Resulta obvio que Chen se siente cómodo en el vigente statu quo. Pero ¿y China? El Partido Comunista tiene por delante una difícil gestión de reformas económicas, conflictos sociales y emergentes disensiones políticas. La próxima entrada en la Organización Mundial del Comercio le exigirá importantes sacrificios. ¿Atenderlos o distraerlos? En buena lógica, en los próximos años, Beijing debiera concentrar todas sus energías en la culminación de un proceso de reforma que se encuentra en el epicentro de sus dos grandes pruebas: la reforma de las empresas estatales y la inserción internacional. Taiwán será su “guadiana”, constituirá siempre una referencia fácil para distraer la atención de la conflictividad interna y un punto de encuentro, quizás el más importante, para las diferentes sensibilidades políticas que habitan en el seno del Partido y que pueden agrandarse en la nueva etapa que ahora se inicia.

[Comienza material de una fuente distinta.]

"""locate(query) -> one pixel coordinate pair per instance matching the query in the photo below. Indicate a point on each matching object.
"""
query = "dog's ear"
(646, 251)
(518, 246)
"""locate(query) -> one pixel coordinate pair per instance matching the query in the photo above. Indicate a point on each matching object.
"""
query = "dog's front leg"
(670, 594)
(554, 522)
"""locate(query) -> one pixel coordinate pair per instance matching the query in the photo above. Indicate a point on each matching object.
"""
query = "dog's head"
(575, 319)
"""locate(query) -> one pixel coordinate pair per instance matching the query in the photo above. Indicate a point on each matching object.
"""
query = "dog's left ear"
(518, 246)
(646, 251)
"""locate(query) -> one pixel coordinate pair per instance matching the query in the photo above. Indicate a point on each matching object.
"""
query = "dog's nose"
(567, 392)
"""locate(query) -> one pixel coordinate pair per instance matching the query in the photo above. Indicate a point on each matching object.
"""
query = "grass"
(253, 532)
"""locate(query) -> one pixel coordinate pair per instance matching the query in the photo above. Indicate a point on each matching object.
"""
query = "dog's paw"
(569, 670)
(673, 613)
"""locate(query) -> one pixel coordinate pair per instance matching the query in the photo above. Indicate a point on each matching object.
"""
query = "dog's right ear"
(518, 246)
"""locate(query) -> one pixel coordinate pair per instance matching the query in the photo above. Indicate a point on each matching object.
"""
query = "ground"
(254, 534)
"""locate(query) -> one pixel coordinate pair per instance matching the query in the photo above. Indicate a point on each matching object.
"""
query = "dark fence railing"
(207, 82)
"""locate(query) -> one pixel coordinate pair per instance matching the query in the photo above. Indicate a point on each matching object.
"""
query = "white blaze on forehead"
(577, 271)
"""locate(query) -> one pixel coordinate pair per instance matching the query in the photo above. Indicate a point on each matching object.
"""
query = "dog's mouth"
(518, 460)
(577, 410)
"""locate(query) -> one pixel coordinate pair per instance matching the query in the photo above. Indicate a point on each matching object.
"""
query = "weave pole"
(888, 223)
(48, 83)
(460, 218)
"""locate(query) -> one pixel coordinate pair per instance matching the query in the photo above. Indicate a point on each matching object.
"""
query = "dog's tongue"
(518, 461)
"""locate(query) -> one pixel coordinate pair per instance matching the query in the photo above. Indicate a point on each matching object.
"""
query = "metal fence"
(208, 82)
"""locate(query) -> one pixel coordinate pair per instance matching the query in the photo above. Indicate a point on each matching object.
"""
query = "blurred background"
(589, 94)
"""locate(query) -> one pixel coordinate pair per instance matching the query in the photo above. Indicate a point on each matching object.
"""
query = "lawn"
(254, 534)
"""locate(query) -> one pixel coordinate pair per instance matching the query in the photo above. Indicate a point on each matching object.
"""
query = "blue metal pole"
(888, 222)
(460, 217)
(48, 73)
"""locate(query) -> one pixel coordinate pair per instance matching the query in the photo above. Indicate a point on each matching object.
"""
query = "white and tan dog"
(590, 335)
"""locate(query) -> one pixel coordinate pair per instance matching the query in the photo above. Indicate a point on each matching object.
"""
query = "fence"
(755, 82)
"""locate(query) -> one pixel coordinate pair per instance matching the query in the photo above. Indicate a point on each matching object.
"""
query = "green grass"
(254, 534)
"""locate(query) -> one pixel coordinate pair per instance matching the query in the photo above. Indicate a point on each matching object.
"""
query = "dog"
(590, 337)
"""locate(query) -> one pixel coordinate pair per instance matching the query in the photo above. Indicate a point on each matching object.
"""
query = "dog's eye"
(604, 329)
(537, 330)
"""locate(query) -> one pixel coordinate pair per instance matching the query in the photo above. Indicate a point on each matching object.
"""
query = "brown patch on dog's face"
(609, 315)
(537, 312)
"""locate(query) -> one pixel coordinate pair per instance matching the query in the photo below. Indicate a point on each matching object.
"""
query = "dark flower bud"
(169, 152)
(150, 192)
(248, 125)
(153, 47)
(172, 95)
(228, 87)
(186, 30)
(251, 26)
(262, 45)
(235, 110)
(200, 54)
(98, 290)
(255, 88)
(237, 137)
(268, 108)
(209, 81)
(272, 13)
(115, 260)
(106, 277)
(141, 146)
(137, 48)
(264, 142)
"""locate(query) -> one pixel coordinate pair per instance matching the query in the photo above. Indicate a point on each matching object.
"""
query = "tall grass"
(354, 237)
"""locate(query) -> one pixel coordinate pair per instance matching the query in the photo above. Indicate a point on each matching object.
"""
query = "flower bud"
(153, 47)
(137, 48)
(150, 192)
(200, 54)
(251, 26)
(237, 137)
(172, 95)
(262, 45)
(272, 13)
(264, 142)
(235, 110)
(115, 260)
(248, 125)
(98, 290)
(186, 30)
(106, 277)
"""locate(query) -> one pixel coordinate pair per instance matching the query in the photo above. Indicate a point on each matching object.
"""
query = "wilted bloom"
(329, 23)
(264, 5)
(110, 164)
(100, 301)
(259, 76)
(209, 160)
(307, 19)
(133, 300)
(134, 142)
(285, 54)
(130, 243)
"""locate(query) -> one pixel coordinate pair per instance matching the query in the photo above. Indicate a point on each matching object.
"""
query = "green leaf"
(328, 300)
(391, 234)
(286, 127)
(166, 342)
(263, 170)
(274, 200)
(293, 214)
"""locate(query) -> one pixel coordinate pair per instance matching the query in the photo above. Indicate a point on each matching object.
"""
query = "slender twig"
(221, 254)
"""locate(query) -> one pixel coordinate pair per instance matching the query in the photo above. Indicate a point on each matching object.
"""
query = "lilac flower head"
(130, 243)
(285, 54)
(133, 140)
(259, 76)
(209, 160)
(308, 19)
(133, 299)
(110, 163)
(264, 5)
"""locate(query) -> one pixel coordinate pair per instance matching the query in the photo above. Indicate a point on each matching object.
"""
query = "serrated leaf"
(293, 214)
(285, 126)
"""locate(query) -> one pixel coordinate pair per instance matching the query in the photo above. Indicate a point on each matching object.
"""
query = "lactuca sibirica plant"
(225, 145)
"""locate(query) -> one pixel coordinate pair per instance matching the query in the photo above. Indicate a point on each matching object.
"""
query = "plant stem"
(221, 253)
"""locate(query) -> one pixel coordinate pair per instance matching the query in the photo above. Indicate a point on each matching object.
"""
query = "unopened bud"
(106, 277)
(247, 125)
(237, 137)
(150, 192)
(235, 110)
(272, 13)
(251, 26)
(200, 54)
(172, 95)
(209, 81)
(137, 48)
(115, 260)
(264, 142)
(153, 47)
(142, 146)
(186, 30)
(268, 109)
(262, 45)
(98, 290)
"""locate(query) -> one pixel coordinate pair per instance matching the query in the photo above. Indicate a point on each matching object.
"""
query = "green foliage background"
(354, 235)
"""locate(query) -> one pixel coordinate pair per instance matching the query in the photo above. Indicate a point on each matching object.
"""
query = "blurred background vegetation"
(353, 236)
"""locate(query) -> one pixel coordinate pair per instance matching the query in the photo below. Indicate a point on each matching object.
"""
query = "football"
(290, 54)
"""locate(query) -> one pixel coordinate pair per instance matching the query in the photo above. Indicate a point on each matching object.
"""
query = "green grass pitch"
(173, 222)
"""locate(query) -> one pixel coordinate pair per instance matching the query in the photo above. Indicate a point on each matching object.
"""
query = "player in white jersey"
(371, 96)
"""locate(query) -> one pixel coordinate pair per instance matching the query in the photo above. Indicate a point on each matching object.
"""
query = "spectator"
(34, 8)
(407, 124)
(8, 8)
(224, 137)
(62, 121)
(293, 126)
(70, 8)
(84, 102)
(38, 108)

Frente a quienes opinan que el proceso de modernización económica iniciado en los años ochenta culminará, más temprano que tarde, en una democratización del sistema político, Chen Shui-bian es consciente de que dicha ecuación no es matemática y que el objetivo último de los dirigentes continentales no es otro que el progreso y la emergencia internacional del país, transformando el Partido en un nuevo mandarinato que asegure la perpetuación de los equilibrios internos sin alterar la naturaleza del régimen. No hay pues esperanzas próximas de que un ideario democrático una a las dos Chinas.
Pero no sería la primera vez en la historia que formulaciones inicialmente situadas en las antípodas consiguen encontrar un lenguaje común y configurar nuevas bases para el entendimiento. Ambas partes debieran hacer un esfuerzo en esa dirección. Es obvio que la fórmula “un país, dos sistemas” no es suficientemente generosa para resolver el contencioso de Taiwán. Por el contrario, en relación a otros litigios territoriales, particularmente los ubicados en el Mar de China meridional (Paracels, Spratleys), el régimen de Beijing insiste en una sabia posición que bien pudiera aplicar al diferendo con Taipei: aparcar las diferencias y trabajar sobre las coincidencias. El cambio de situación en las relaciones entre las dos Chinas pasa hoy mucho más cerca de esa segunda fórmula que de la primera.